I started my nail journey back in 2014, training at the Creative Academy London with Anna Lee. She drummed in to us from the very beginning the importance of education and quite often, the lack of it in our industry.Every year, I try and get back to the academy to do at least one course to further my skills and keep up to date with the latest knowledge in the industry. One thing I have found on my journey, is my clients really don't know anything about their nails and how to properly care for them!

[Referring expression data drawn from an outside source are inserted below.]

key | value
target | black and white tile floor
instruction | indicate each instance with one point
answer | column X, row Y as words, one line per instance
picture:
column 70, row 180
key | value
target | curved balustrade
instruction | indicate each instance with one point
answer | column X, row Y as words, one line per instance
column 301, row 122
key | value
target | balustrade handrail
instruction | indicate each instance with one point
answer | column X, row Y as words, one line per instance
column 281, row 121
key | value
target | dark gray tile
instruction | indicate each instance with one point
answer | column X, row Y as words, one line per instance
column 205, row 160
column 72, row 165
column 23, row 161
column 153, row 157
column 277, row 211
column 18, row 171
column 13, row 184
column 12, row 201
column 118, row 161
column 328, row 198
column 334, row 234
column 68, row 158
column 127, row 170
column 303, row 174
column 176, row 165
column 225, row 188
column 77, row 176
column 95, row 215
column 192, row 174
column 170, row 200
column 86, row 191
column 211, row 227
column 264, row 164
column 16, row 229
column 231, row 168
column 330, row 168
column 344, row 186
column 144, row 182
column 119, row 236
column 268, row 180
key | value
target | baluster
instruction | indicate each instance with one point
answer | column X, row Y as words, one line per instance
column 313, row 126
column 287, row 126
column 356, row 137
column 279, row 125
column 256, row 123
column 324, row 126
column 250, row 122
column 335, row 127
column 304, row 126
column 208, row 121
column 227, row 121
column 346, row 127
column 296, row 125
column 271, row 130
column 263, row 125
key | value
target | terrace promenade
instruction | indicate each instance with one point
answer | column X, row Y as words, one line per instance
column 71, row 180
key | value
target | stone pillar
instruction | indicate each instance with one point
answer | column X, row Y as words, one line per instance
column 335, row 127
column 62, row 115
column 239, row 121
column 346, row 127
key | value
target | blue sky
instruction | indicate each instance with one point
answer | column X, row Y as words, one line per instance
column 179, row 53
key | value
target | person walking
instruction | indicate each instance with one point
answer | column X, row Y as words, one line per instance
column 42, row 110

Every time I meet a new client, I really take my time to explain everything I'm doing since they have (mostly) been so used to improper practices such as cutting the "cuticles" with nips etc.After having this conversation with another new client who gets regular manicures and had never had a manicure without having her "cuticles" cut, I decided to make a dedicated post about the nail structure and the importance of not cutting the skin around it.
Now, as you can see in the picture, the cuticles are actually the dead skin on the nail plate. What you are actually having snipped off in some salons is your Eponychium. This is living skin, you don't want to cut this! If you go ahead and start chopping away, you are leaving the skin open to infection, it will then grow back faster and thicker as scar tissue resulting in an endless cycle of snipping and growing and possible infections (that's before you even consider the hygiene and how well the tools are cleaned!!).
As a CND graduate, I have been taught to perform a dry manicure, this involves using CND cuticle away, and pushing the cuticles off with a pusher. I reserve my nips for hangnails only! This should leave a nice clean finish with no excess skin, with good after care and the regular use of a cuticle oil, your Eponychiums should never be over growing for you to feel the need to cut them.